Vesta, goddess of the hearth fire, held a special status in the Roman pantheon. Vestal virgins, or virgins who took a 30-year vow of chastity, served as Vesta’s priestesses. Vesta’s priestesses attained a larger role in Roman society than other women.

They were often consulted in matters of state and were entrusted with sensitive documents, such as wills and treaties. After 30 years of chastity, vestal virgins could marry if they so wished. Other deities represented the agrarian and warlike culture of the Romans. The Lares, a purely Roman invention of house guardians, protected the fields and the home.

Saturn governed the sowing of seed. He was celebrated in the Saturnalia Festival (December 17–23), during which masters and slaves exchanged roles. Ceres protected the growth of grain, Pomona governed fruit, and Consus presided over the harvest.

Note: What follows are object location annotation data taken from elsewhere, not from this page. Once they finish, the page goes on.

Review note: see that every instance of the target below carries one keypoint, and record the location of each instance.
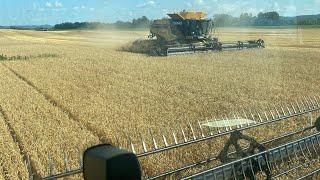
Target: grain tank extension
(190, 32)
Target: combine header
(292, 154)
(189, 32)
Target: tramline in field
(189, 32)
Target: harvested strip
(11, 160)
(42, 128)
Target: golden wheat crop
(91, 92)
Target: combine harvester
(292, 154)
(189, 32)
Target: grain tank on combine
(189, 32)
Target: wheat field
(63, 91)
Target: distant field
(76, 89)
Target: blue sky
(23, 12)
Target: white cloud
(199, 2)
(146, 4)
(58, 4)
(48, 4)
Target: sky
(38, 12)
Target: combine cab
(189, 32)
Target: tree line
(265, 19)
(245, 19)
(142, 22)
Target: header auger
(190, 32)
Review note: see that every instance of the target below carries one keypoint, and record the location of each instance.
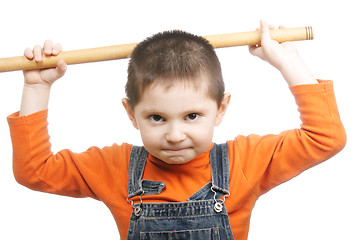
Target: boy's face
(176, 125)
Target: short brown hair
(170, 56)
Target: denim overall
(203, 216)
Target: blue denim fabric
(194, 219)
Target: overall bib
(203, 216)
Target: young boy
(175, 186)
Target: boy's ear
(130, 112)
(222, 109)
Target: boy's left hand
(283, 56)
(277, 54)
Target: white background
(85, 106)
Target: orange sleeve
(270, 160)
(63, 173)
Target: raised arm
(38, 83)
(283, 57)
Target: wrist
(35, 98)
(295, 72)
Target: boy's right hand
(45, 76)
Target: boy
(175, 186)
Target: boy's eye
(192, 116)
(156, 118)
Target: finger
(56, 49)
(28, 53)
(60, 68)
(48, 47)
(265, 32)
(37, 53)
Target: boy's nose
(175, 133)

As Rome conquered its neighbors, foreign gods and goddesses were added to the Roman pantheon. Conquered peoples were encouraged to continue the worship of native gods. Combined with an ever-increasing influx of new territories and foreigners visiting the city, Rome experienced the largest cultural diffusion of the time.

Consequently, Rome became religiously diverse. Divinities such as Minerva, Venus, Diana, Hercules, and Mithras, along with other lesser deities, were added to the Roman pantheon. Cults appeared in Rome that worshipped deities from as far away as Egypt. The worship of Isis, for example, became popular in Rome.

The Roman practice of accepting the gods of its conquered peoples allowed for greater control in the territories. It also gave Rome a comprehensive mythology, most of which was borrowed or adapted to fit earlier deities.

Though the Romans did not provide a well-defined mythology for their gods or for the creation of the world, they did create an elaborate mythology for the founding of Rome. Early myths concerning Rome’s founding were created with bits of historical fact mixed with mythical retellings. Tales of Rome’s first kings were almost completely mythical in nature.

Most of Roman myth concerns the first seven kings to rule Rome. The earliest myth about the founding of Rome was based on Rome’s first king, Romulus. According to the myth, Rhea Silvia the only daughter of Numitor, the king of Alba Longa, was destined to become a vestal virgin. Instead, she was raped by the god Mars.

She bore twins, Romulus and Remus, who were cast into the Tiber River. To ensure that his sons would survive, Mars sent a she-wolf to care for the twins. Eventually, a shepherd named Faustulus discovered Romulus and Remus, and he raised them as shepherds.

The twins eventually set out to found their own city. A dispute arose between them, and Romulus murdered Remus. Romulus ruled Rome, and the city flourished. However, the city lacked enough women. Romulus solved the problem by kidnapping some Sabine women. The kidnapped women saved the city from war by claiming they were happier with their newfound husbands.

After a reign of 40 years Romulus ascended to the heavens to become the war god Quirinus. Borrowing from the Greeks, later renditions of the Romulus and Remus myth trace the lineage of Romulus and Remus back to the surviving prince of Troy, Aeneas.

The original Roman pantheon and myth is often obscured by the later Greco-Roman mythology. Romans were deeply religious but being a practical people lacked the imagination to create a myriad of personalities to compliment their deities.

As Rome came into contact with other cultures, their mythology was enhanced. The Romans adopted the heroes and deities of others, borrowing the elaborate myths and humanlike personalities that accompanied them.